Tarihin söylediği şudur ki; düşmanın dayattığı siyasi ve örgütsel daraltma dayatması tersine çevrilebilir, devrimci akıl, devrimci tutku ve irade bunun üstesinden muhakkak gelir, gelmek zorundadır. Bu, önderleşmenin yoludur. Önderleşme yolunda ilerleyemeyen öncülerin öncü niteliği, her şeyden önce daralacakları, sınırlanacakları için erozyona uğrar. Önderleşme sorunu en önce işçi sınıfı ve ezilenlerle, kitlelerle buluşma sorunudur, yani somut olarak faşist şeflik rejiminin devrimci yapılara dayattığı siyasi ve örgütsel bakımdan daraltma, kitlelerden koparma, tecrit etme siyasetinin yenilgiye uğratılması demektir.
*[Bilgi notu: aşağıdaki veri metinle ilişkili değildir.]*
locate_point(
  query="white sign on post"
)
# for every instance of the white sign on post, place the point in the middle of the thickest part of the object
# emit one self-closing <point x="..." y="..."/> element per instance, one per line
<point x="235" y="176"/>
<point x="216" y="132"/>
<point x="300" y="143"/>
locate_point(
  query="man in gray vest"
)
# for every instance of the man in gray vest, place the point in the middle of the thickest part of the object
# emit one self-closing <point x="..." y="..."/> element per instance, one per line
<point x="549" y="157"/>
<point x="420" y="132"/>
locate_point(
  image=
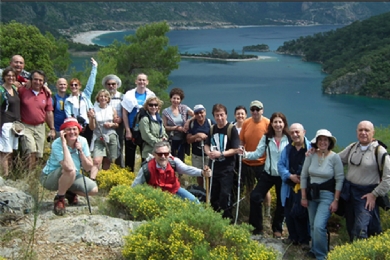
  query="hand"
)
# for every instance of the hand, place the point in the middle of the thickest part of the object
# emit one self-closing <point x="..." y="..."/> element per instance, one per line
<point x="370" y="203"/>
<point x="94" y="62"/>
<point x="207" y="171"/>
<point x="77" y="145"/>
<point x="91" y="113"/>
<point x="304" y="203"/>
<point x="333" y="206"/>
<point x="295" y="178"/>
<point x="128" y="134"/>
<point x="62" y="136"/>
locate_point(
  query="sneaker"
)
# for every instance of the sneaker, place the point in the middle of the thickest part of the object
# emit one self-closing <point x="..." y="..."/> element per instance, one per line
<point x="289" y="242"/>
<point x="310" y="254"/>
<point x="72" y="198"/>
<point x="59" y="206"/>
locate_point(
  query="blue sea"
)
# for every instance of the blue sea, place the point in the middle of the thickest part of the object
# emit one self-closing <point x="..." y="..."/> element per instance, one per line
<point x="282" y="83"/>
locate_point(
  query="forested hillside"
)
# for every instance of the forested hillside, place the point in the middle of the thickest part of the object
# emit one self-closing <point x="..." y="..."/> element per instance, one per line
<point x="80" y="16"/>
<point x="357" y="57"/>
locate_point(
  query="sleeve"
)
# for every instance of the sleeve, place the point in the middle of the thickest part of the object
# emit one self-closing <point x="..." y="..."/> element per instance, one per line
<point x="235" y="138"/>
<point x="146" y="131"/>
<point x="259" y="150"/>
<point x="91" y="83"/>
<point x="283" y="165"/>
<point x="338" y="171"/>
<point x="140" y="179"/>
<point x="305" y="171"/>
<point x="183" y="168"/>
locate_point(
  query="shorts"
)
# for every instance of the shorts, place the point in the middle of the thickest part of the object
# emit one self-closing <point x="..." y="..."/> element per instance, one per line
<point x="50" y="181"/>
<point x="33" y="140"/>
<point x="197" y="161"/>
<point x="99" y="149"/>
<point x="8" y="140"/>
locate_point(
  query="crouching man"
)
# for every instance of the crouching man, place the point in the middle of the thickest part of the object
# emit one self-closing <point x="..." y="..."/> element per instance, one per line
<point x="62" y="172"/>
<point x="160" y="172"/>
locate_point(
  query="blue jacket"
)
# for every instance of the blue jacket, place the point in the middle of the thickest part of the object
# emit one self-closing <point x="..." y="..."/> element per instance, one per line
<point x="284" y="170"/>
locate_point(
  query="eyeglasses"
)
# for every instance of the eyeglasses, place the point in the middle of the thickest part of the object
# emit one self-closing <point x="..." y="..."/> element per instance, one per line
<point x="253" y="109"/>
<point x="356" y="158"/>
<point x="161" y="154"/>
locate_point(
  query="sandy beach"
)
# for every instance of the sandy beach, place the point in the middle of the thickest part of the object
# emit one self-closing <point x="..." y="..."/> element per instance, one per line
<point x="87" y="37"/>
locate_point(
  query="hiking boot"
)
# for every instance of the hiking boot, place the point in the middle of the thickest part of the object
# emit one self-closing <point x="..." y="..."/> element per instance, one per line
<point x="72" y="198"/>
<point x="59" y="205"/>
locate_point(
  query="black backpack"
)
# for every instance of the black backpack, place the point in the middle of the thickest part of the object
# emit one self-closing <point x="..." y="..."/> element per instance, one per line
<point x="137" y="138"/>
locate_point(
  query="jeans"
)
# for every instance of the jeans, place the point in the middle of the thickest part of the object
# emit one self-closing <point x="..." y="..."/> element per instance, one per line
<point x="185" y="194"/>
<point x="319" y="214"/>
<point x="361" y="223"/>
<point x="298" y="226"/>
<point x="264" y="184"/>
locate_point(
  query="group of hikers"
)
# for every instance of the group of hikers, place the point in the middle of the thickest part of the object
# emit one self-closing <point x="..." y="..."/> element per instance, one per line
<point x="251" y="155"/>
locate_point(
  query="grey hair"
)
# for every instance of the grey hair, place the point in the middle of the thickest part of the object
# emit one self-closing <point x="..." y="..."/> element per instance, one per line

Direnen ve savaşan devrimci öncüyü yaratan devrimci akıl ve devrimci eylem gücü, devrimci irade bu sorunu çözecektir. 30'uncu yıl etkinlikleri ve kampanyası bu yolda büyük bir hamle yapma imkanı sunmaktadır. 30'uncu mücadele yılının sunduğu büyük devrimci imkanın en tam şekilde değerlendirilmesi bütün kolektifin ve alan yapılanmalarının sorumlu ve ciddi, kapsamlı, kendi kuvvetlerini devrimci biçimde geren iddialı, siyasi ve örgütsel hedeflere yönelten bir devrimci yaklaşımı geliştirmekle yükümlü olduklarının altını çiziyor. Bütün kolektifler ve yapıcılar kendi alanlarında mümkün olanın en fazlasını ciddi ciddi, çok sistematik olarak, döne döne hesaplamak ve gereğini hem siyasi hem de örgütsel olarak yapmakla yükümlüdür. Burada resmi, hukuki bir yükümlülük değil, tarihe ve geleceğe dair sorumluluk söz konusu edilmektedir. Asıl olan devrimci atılım ruhunu kuşanarak, sınır tanımayan devrimci eylemde özgürleşmektir. "Atılım" adının çağrısına 30'uncu yılda yanıt olarak "Şimdi Atılım Zamanı" şiarını yükseltmeyi başarmaktır.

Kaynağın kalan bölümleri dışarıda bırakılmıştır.